Monday 13 August 2012

Checking the Choke

Think about the last time you were in the flow of achievement and then you stalled.  What happened?  What did you suddenly become aware of?  In all likelihood, you started to 'think' about what you were doing while you were doing it.

Matthew Syed in his book Bounce talks about the 'choke' that sportsmen and women experience for no apparent reason that results in their performance diving.  These are high achieving elite athletes with years of practice and experience in their field and yet they suffer apparently inexplicable and seriously big performance failures.

Huge chunks of what we do in our lives is learned unconscious action - the obvious is the stopping at a red light behaviour.  If you break down all the individual learnings that constitute these unconscious behaviours you'd probably disintegrate into a jibbering wreck of processes and would not be able to function because of the protracted time it would take you to follow all the instructions that make up each action or behaviour.   So it seems that we do stuff well because we're not really thinking about it.

That's not to say we can all just be good at everything.  As Matthew Syed emphasises, we need to practice, a lot, over and over, in order to achieve excellence.  Once we do that, the behaviour becomes set in our unconscious and we can perform.  We still need to practice and we still need to be aware, but we are dealing now on a higher plane where the practice and awareness relate to the 'getting better' bit of our performance.  The process is one where you learn the behaviour to the point where t is unconscious  - so, you don't think about what you are doing when you are driving for instance, as this has become an implicit memory.  Choking happens when  our anxiety is such that we feel we need to take conscious control over something that should be done automatically from implicit memory.

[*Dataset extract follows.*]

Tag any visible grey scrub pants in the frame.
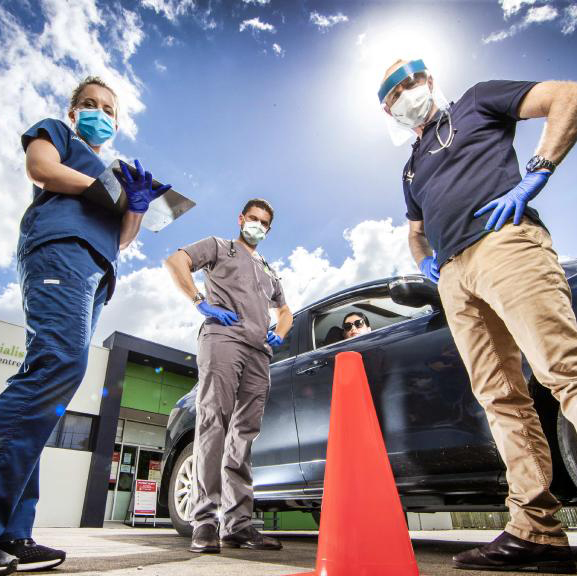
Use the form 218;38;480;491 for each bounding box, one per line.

This is the point when we perhaps we need to draw on other skills and techniques to prevent the choke.  Stepping out of the moment, concentrating on the breath, taking the time-out to make a break in the pattern of your behaviour.  Find out how some performance coaching can help you gain perspective.Take the pressure off by thinking that this is about more practice, there are other opportunities out there and this is one on the way to that, not the biggest and best and only win of your life.